18 Chronic kidney disease and end’stage renal disease
Chronic kidney disease (CKD) is defined by a reduction in the glomerular filtration rate (GFR) and/or urinary abnormalities or structural abnormalities of the renal tract. The severity of CKD is classified from 1 to 5 depending upon the level of GFR (Table 18.1). It is a common condition affecting up to 10% of the population in Western societies and is more common in some ethnic minority populations and in females. The incidence increases exponentially with age such that some degree of CKD is almost inevitable in persons over 80 years of age. Social deprivation is also associated with a higher prevalence of CKD. The scale of CKD and the consequences for the health service has been appreciated only in the last few years.
Estimates for the incidence of the various grades of CKD are shown in Table 18.1 and have been derived from large American studies, although data suggests the rates in the UK are similar (UK Renal Registry, 2008). In the past, patients with CKD were often unrecognised owing to difficulties in measuring or estimating the GFR and their health needs were largely unmet. The recent development of simple methods to estimate GFR has revealed a huge population of patients with significant kidney disease. This will pose a considerable challenge to health services in the future. National guidance on the management of CKD has been published (NICE, 2008) and includes management in primary and secondary care.

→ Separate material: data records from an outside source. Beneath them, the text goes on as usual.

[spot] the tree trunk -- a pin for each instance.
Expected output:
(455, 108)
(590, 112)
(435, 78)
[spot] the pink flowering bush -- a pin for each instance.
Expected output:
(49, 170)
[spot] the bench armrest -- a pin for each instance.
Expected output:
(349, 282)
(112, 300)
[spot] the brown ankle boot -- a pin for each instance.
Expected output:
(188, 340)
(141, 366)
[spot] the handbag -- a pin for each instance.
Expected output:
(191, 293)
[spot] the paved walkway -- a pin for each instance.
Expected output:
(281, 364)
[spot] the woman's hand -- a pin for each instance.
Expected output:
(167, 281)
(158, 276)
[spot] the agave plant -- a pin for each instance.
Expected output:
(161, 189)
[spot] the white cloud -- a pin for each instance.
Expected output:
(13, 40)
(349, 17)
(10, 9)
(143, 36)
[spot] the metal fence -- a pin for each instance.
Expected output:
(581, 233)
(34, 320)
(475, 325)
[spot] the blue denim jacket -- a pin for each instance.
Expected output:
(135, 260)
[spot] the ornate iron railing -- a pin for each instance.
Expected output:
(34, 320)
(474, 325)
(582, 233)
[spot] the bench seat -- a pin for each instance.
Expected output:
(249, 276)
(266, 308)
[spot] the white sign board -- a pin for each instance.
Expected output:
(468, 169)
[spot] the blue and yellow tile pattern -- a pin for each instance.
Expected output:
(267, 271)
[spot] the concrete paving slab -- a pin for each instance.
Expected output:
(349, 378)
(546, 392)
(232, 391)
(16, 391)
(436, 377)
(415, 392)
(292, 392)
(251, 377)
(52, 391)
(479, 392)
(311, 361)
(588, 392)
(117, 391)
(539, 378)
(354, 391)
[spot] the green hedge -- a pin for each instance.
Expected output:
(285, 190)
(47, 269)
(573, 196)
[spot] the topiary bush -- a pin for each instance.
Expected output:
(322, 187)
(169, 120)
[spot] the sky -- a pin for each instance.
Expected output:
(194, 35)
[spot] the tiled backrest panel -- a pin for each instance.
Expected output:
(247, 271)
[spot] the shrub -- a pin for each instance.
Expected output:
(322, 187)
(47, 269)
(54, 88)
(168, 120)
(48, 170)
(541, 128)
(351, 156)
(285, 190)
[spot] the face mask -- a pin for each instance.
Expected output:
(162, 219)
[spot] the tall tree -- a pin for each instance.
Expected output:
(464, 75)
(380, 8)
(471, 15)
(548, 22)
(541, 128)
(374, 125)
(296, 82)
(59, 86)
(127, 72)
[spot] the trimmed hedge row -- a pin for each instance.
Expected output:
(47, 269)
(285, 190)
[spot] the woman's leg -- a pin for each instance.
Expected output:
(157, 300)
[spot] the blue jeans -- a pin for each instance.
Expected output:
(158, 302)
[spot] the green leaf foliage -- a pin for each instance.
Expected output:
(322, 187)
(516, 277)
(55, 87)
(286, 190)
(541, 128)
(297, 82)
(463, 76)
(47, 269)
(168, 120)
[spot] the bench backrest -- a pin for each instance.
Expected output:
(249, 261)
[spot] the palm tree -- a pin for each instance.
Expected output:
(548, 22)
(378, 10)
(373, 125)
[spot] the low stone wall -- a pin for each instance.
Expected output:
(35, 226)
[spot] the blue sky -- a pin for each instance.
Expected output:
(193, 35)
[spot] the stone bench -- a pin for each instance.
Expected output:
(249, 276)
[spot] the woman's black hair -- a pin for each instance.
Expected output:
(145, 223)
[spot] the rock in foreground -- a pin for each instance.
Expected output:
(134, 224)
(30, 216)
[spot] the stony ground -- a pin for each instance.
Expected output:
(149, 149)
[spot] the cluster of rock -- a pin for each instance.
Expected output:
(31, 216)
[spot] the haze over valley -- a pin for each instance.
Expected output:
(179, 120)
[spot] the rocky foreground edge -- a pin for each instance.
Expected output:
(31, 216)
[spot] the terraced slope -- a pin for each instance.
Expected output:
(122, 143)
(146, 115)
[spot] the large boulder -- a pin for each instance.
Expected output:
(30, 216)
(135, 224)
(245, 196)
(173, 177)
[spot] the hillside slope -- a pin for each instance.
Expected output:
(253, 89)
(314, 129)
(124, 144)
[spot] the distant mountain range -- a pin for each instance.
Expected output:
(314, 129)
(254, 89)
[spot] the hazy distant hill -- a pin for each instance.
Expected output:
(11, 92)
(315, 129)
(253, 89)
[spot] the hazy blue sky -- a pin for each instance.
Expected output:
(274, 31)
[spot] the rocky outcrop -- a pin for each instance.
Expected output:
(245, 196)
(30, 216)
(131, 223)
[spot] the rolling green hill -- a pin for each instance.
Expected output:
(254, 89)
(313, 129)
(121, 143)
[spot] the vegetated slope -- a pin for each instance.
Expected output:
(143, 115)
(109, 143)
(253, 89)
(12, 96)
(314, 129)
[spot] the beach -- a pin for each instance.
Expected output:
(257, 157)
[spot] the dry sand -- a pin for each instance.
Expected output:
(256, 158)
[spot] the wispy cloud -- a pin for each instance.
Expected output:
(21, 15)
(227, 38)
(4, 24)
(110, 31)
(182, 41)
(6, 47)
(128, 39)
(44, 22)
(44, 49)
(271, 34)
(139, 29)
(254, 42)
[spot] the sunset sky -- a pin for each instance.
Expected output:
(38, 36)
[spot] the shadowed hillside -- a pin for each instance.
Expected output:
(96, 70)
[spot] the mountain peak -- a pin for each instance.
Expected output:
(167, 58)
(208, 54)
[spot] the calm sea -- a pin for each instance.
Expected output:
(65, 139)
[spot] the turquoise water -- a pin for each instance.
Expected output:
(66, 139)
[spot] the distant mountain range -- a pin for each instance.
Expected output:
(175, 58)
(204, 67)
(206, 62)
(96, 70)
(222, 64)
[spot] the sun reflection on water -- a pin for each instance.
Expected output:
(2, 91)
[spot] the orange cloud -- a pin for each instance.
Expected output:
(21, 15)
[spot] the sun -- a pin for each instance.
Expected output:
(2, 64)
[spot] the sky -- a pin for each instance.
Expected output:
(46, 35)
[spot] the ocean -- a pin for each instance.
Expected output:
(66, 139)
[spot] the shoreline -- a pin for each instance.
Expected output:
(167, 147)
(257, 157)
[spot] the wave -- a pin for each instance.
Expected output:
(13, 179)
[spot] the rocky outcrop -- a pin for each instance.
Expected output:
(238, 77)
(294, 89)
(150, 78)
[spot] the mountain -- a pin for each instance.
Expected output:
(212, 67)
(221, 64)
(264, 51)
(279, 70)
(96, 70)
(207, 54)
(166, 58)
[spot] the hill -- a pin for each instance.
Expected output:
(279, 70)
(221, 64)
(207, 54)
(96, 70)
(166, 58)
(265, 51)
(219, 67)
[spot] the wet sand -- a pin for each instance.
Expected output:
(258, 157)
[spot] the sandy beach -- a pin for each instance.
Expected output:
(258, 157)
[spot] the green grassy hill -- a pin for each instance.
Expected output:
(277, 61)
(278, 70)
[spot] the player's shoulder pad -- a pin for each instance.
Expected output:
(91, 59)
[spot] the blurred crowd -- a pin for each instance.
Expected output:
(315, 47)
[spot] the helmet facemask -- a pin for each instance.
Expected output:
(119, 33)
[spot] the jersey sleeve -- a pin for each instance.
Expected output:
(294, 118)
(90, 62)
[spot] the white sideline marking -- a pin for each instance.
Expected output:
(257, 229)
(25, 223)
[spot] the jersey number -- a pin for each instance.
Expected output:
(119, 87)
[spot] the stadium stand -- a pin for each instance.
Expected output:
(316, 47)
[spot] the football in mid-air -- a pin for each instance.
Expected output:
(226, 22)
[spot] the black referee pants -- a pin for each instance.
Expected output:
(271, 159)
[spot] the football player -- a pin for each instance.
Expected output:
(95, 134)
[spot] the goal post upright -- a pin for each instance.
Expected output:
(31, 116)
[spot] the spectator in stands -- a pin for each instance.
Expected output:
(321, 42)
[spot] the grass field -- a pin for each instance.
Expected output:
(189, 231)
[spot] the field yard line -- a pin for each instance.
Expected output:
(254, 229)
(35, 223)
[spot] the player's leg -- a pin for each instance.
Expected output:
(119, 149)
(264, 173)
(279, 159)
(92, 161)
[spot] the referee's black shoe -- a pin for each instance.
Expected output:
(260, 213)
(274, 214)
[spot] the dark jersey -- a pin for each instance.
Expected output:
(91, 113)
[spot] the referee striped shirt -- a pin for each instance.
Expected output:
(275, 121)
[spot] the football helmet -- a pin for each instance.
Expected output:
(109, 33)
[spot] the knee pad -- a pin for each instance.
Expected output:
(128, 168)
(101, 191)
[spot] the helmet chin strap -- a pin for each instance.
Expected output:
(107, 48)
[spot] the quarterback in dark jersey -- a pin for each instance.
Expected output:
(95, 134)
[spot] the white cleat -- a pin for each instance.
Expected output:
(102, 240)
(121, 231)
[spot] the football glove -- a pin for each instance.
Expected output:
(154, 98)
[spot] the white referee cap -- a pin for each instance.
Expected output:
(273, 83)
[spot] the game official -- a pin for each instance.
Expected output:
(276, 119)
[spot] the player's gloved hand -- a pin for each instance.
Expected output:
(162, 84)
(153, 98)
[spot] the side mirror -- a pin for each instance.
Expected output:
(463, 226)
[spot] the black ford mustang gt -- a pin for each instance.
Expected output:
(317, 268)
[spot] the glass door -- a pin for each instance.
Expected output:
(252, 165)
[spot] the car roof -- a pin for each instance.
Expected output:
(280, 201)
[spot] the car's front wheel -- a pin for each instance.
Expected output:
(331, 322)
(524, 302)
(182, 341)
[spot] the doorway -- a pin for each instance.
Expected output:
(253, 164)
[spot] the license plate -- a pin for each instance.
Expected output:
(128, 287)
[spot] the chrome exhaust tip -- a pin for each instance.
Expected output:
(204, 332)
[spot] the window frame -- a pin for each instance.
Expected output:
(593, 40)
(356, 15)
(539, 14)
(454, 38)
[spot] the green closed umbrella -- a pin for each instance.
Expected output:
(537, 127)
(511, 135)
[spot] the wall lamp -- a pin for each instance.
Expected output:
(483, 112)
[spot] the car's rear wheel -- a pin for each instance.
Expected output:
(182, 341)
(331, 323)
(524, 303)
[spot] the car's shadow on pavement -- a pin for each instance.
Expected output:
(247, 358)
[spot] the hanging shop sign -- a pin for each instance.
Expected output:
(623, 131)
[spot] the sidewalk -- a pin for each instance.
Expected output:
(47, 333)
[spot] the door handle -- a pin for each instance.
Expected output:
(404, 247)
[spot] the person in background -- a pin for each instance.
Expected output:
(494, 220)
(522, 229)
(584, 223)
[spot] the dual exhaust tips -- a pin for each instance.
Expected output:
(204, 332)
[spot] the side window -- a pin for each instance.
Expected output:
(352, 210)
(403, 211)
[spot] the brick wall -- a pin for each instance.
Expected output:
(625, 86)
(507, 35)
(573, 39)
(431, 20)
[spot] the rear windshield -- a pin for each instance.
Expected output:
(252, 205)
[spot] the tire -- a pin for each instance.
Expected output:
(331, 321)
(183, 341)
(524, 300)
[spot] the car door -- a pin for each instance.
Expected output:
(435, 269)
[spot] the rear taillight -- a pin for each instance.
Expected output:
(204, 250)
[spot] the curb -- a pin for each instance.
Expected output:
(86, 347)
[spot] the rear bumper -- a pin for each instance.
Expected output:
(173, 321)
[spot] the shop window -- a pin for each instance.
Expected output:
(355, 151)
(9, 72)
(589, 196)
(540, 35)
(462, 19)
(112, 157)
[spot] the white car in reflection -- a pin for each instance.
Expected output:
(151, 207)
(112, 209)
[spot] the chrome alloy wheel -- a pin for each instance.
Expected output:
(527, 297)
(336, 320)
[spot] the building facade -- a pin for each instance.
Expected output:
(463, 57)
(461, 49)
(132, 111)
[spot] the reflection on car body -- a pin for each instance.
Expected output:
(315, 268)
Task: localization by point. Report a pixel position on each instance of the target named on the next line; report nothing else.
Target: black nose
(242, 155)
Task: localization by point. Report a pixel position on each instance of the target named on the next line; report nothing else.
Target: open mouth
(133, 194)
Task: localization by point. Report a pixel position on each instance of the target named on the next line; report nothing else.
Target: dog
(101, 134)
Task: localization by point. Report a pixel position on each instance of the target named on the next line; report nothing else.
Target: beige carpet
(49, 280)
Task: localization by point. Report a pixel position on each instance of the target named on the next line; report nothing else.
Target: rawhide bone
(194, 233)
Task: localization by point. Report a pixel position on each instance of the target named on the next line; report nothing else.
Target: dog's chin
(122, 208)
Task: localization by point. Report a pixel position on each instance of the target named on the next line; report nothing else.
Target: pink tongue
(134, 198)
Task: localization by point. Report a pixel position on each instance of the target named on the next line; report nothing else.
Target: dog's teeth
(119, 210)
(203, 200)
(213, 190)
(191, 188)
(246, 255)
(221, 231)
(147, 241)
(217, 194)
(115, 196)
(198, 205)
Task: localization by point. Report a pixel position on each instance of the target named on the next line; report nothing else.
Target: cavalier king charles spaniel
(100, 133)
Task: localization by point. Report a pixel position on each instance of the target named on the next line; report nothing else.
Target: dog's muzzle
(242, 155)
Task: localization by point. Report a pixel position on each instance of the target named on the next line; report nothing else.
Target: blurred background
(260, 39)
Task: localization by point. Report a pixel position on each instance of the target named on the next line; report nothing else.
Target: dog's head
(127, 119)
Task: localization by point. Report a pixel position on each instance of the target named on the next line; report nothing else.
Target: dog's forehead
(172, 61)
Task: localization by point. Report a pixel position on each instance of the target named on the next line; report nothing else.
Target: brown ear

Renin-angiotensin-aldosterone system
Renin promotes cleavage of the protein angiotensinogen, which is produced by the liver, to produce angiotensin I. Angiotensin I is converted to angiotensin II by angiotensin-converting enzyme (ACE). Angiotensin II has two major physiological effects. First, it acts on the zona glomerulosa of the adrenal cortex to promote production of the mineralocorticoid hormone aldosterone, with resultant increased distal tubular salt and water reabsorption. Furthermore, it promotes antidiuretic hormone (ADH) release, which increases proximal tubular sodium reabsorption and promotes thirst. In combination, these lead to salt and fluid retention, high intravascular volumes, hypertension and oedema. Second, it is a direct vasoconstrictor and promotes systemic and (preferential) renal hypertension. The renal effects are predominantly on the efferent glomerular arteriole. Vasoconstriction at this site is mediated by a high density of angiotensin II receptors. When these receptors are ligated by angiotensin II, there is increased intra-glomerular pressures. Whilst this leads to an overall increase in GFR in the short-term, over a longer period glomerular hypertension promotes accelerated glomerular scarring and worsening CKD. In addition to the vascular and endocrine effects of the RAAS, it is now recognised that there is a local immune modulatory role for this system. Both resident (e.g. tubular epithelial) cells and inflammatory (monocytes and macrophages) cells synthesise components of the RAAS and are themselves targeted by the system. For example, monocytes and macrophages express the angiotensin II receptor and activation through this receptor leads to an enhanced inflammatory and fibrotic phenotype of the cell. This raises the intriguing concept that some of the effects of blocking the RAAS are due to direct anti-inflammatory and anti-fibrotic effects. Figure 18.1 shows this pathway and identifies the points at which pharmacological interventions targeted for a biological effect translates into clinical outcomes.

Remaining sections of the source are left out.